The moral of the story is that Kagame is a tough nut to crack. A seemingly larger than life dictator, he is not one to admit weakness. To negotiate with his enemies would suggest so. This is a no-go zone for him and his supporters. And, as he said last year, "he will wait for the right moment and hit Kikwete hard."
In case you haven't noticed, he has already started to strike hard. Just two days ago, the Tanzanian opposition party, CHADEMA, seemed to bandwagon with him. This is dangerous. Tanzanians tear each other down, while Kagame folds his arms and gets the last laugh.
The bottom line in all these leaves a difficult dilemma. This is the dilemma that no one wants to discuss in this hullabaloo over Eastern Congo. If we know that Kagame won't agree to negotiate with his armed opposition, what solution is there for the Eastern DRC conflict? This is important because repeated armed offensives against the FDLR have failed to produce its permanent defeat. Just like the M23, it is not difficult to see that a military solution will not work.

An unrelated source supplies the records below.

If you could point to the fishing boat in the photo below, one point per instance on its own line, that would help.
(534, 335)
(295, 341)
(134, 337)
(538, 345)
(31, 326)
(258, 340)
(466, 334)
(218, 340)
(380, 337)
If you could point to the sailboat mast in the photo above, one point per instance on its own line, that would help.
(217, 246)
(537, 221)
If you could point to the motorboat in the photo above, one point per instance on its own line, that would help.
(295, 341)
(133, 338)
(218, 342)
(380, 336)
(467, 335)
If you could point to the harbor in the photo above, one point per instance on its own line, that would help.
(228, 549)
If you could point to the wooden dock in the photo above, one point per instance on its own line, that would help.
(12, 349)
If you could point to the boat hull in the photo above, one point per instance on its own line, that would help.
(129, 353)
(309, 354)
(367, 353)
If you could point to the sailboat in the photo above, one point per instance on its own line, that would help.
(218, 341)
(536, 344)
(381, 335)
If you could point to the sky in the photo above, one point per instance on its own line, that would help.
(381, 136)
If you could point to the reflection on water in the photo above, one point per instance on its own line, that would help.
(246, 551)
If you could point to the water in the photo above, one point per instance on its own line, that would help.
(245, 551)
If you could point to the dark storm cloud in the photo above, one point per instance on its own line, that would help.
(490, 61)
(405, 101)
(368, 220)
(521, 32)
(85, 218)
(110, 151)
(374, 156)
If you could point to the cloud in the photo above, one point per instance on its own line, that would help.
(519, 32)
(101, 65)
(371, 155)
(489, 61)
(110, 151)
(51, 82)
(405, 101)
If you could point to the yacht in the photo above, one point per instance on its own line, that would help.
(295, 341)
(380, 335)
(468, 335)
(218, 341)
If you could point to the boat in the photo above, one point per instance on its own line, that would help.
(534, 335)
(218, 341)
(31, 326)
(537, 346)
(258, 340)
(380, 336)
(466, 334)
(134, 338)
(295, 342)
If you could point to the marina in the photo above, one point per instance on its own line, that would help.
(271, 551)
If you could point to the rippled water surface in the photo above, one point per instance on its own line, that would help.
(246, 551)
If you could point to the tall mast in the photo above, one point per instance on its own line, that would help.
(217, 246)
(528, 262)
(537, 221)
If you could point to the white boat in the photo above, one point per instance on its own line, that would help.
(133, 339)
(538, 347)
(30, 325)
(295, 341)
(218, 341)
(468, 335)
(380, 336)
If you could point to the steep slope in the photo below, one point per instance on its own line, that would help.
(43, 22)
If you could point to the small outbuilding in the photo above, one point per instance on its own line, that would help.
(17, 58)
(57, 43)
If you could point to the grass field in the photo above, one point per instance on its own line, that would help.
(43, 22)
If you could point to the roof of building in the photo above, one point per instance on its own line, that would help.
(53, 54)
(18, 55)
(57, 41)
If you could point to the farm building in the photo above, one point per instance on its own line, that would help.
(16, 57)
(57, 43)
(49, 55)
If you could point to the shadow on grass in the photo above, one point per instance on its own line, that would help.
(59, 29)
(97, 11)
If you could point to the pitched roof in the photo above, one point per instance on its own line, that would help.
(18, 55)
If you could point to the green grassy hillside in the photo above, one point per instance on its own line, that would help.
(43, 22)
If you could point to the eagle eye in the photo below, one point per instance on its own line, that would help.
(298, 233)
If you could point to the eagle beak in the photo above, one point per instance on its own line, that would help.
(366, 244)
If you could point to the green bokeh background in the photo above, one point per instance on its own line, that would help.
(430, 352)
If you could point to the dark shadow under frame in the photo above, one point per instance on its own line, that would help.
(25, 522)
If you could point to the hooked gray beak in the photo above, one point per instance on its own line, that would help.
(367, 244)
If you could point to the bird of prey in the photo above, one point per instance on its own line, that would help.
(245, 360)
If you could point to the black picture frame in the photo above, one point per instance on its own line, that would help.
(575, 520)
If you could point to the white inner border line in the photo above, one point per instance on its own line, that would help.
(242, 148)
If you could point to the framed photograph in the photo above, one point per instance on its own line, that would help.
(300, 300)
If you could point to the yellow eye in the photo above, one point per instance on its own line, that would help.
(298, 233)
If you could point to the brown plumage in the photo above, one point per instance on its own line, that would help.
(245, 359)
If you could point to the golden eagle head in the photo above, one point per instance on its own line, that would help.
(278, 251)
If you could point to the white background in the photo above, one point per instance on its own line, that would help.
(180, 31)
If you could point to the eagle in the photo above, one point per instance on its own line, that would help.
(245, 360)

Already, Kabila is talking with M23 and making concessions with them. This of course will be useless unless a solution for the FDLR is found. And as long as the FDLR pretext lingers, Kagame will sooner or later find a way to sneak back into the DRC's forests. Indeed, while a solution for M23 is feasible (in large part due to Kabila's flexibility), a solution for the FDLR remains unthinkable and shrouded in mystery.